Nevertheless, the possibility that he could pitch the first and last games of a closely contested series appears to be a huge advantage for the Mariners. Remember, the guy is a combined 43-6 the past three years and was a fierce postseason pitcher during the Division Series in 1995.

2. The offense must keep rolling.

The Mariners' offense must guard against a false sense of security after facing the AL's worst pitching staff for seven of their last nine games of the regular season. The Oakland Athletics were the first team to allow opposing hitters to bat a combined .300 all season since 1939.

That might not turn out to be such a bad thing, however. The Mariners enter the Division Series with their offensive lineup very much in tune, while the Orioles have spent much of the past two months trying to recapture their offensive chemistry.

3. Somebody has to spell relief.

The Mariners' bullpen was such a problem in the first half that the club paid dearly in young talent to acquire three pitchers in a pair of July 31 deals. Since the arrival of Heathcliff Slocumb, Mike Timlin and Paul Spoljaric, the bullpen crisis has passed, but there still is no one out there who hasn't struggled badly at some point this season.

Slocumb has emerged as the full-time closer and has succeeded in 10 of his 11 save opportunities in Seattle, but his reputation as a big-game pitcher is yet to be made, and his 0-9 record and 5.16 ERA have to be cause for concern -- especially when his Orioles counterpart, Randy Myers, is a playoff-hardened veteran who just completed one of his best seasons.
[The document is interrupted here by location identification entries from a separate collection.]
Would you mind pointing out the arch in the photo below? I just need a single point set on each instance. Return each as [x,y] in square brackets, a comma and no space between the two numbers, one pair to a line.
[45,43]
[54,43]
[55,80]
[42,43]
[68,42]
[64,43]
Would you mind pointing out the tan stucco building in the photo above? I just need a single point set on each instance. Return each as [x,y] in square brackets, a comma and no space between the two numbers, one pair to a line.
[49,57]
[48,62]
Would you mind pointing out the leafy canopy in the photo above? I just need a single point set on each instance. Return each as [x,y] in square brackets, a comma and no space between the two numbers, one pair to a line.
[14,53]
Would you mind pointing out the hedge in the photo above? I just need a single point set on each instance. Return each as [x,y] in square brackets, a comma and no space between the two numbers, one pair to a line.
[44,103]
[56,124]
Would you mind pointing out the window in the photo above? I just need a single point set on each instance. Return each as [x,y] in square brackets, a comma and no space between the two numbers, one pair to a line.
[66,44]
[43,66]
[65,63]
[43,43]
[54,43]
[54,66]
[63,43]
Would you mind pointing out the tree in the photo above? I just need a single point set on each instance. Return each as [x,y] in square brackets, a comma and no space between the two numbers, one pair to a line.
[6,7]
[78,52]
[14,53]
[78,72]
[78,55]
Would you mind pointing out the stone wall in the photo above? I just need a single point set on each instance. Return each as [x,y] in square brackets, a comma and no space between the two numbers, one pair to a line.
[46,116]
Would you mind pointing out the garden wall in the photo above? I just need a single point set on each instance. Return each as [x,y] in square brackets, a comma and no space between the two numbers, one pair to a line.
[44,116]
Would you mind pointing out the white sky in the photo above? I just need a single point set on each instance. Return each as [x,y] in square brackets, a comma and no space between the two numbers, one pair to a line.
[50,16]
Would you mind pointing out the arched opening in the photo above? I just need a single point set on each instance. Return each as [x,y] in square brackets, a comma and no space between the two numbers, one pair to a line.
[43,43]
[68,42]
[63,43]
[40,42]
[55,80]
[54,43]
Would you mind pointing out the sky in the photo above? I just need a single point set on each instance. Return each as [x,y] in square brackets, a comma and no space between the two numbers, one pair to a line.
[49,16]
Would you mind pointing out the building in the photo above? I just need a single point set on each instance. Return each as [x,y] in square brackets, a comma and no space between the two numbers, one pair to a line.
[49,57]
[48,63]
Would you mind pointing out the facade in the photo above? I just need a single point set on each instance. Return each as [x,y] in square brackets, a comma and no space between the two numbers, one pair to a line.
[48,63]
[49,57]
4. Griffey needs to stay in the spotlight.

Center fielder Griffey is coming off one of the best offensive seasons of all time, but he has to start over in the postseason. History says he will show up in his hitting shoes, but his regular-season performance built to a climax during the past couple of weeks, so it remains to be seen whether he can maintain that edge.

5. The Mariners need to make the most of their home-field "disadvantage."

The Kingdome can be intimidating when it's packed with screaming Mariners maniacs, but the Orioles made themselves at home during the regular season, winning four of the five games they played in Seattle.

There has been a lot of talk about the inverse home-field advantage created by the two-on-the-road, three-at-home format, and the Mariners are in position to exploit it with Johnson pitching the opener and 17-game winner Jamie Moyer in Game 2.